BR. JOEL: These events, these traditions, create a common history for us. They create memories that we share and in a sense we belong to one another because you've become a part of this memory for me and I've become part of that memory for you. They also give us opportunities to talk about past parties.

BR. ELIAS: They give way for a time to reminisce and kind of look back on we've done this for a while now and it's been good and we've had fun.

And I think that especially for us younger monks to hear those stories that some of us weren't even born when they happened, it's funny because you get that living history and it's stuff that we don't find in, you know, "The History of Saint Meinrad Archabbey" the book or anything, but it's the community history in that it's that unique perspective that not very many people see.

You can tell everyone how monks live and what we do, but actually living it and hearing these stories, you kind of, it starts to form your own identity and it starts to form your community identity. This is a community I want to be a part of because they're great, they're hilarious, they care about each other.



BR. JOEL: Thank you for listening to this episode on brotherhood.

BR. KOLBE: We hope you enjoyed learning about community life in the seminary and monastery. This podcast was edited and produced by Krista Hall, with the help of Br. Joel Blaize, Br. Kolbe Wolniakowski, Br. William Sprauer, Mary Jeanne Schumacher, Jim Paquette, Tammy Schuetter and Christian Mocek. The music for this podcast was written and produced by Br. Joel.

BR. JOEL: We would like to give a special thanks to Fr. Denis Robinson, Fr. Christian Raab, Br. John Mark Falkenhain, Br. Zachary Wilberding and Br. Elias Leeuw.

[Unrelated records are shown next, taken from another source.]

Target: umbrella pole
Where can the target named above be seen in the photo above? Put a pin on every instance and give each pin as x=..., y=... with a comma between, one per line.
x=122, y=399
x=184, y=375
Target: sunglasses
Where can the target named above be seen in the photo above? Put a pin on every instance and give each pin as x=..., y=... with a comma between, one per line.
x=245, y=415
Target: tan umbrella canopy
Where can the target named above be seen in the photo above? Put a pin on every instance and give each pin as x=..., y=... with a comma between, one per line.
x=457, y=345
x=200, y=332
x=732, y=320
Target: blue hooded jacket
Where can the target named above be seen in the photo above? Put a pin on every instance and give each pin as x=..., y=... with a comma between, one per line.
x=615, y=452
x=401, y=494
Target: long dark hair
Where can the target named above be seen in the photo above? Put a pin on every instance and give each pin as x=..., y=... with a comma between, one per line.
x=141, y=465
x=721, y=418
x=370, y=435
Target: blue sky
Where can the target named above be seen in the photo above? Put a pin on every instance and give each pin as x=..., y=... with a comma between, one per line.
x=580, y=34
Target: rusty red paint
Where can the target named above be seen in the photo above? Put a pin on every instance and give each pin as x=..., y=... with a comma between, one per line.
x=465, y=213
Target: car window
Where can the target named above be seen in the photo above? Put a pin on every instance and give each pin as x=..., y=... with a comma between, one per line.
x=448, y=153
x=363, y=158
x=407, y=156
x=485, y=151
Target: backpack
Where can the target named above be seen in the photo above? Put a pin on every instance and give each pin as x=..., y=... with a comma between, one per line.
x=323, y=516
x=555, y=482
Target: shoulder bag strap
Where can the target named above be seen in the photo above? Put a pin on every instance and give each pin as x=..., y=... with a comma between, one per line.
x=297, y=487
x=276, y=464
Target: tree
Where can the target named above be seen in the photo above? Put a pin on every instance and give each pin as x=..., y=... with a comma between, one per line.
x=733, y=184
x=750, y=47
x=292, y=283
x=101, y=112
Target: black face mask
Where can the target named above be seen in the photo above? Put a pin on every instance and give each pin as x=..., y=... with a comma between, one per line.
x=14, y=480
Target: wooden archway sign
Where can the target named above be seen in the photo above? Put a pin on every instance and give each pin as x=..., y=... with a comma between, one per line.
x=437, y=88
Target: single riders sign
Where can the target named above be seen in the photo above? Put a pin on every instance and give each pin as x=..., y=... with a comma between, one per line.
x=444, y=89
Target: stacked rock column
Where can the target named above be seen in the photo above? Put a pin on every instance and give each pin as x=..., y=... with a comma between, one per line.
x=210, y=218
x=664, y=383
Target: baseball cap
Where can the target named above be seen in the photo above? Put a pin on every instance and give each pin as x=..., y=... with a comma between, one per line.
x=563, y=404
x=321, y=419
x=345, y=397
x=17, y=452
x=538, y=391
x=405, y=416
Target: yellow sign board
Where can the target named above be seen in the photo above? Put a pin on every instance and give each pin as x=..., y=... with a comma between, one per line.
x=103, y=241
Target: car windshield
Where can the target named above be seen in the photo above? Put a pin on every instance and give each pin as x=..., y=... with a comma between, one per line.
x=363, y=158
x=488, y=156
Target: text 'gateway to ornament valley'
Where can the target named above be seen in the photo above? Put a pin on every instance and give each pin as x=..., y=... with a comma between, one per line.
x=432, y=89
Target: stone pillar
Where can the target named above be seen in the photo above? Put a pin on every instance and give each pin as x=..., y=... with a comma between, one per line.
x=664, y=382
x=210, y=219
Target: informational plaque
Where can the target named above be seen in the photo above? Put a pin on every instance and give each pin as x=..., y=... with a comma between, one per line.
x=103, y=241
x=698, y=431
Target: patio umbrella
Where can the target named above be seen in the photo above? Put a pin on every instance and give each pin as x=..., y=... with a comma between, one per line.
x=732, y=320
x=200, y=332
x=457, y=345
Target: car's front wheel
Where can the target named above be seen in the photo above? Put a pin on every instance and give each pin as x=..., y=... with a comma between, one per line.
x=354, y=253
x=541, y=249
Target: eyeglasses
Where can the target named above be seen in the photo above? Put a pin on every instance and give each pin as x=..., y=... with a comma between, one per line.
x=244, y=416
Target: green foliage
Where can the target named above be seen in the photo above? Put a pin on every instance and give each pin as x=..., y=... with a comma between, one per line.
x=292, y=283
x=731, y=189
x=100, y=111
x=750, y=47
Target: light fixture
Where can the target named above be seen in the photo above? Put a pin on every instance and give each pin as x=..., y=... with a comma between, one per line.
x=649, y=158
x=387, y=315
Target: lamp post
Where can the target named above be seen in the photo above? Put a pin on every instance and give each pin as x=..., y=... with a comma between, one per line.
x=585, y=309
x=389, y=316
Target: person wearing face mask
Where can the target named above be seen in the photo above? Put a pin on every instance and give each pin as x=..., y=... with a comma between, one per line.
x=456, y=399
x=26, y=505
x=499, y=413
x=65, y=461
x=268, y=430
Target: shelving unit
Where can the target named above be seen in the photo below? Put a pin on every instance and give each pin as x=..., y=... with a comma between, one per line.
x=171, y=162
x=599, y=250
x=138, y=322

BR. KOLBE: We also want to thank everyone who has left us a review. Just a reminder, we are having a giveaway. If you leave a review for our podcast on iTunes, you can enter to win a prize pack. All of the contest details, including a picture of the prize pack, are on our website at saintmeinrad.edu/giveaway. The contest will end on May 10.

BR. JOEL: We have a lot more in store for this season of the podcast. Subscribe to "Echoes from the Bell Tower" on iTunes, Stitcher or wherever you get your podcasts so you don't miss our future episodes.

BR. KOLBE: To view some pictures from past Halloween parties in the monastery or listen to past episodes, visit our blog at saintmeinrad.edu/echoes.


BR. JOEL: Hi, my name is Br. Joel. You might remember me from, you know, the introduction of this podcast.

So I'm carving this here pumpkin and this year I decided to do a traditional, more or less traditional pumpkin, two eyes, mouth. In the past I've gotten a little bit more creative. I've tried for sort of photo-realistic pumpkin carving. The first year, I did Pulitzer Prize winner Damon Winter - that was fun. And last year I did Academy Award-winning composer James Horner. And this year I'm just, just carving a pumpkin.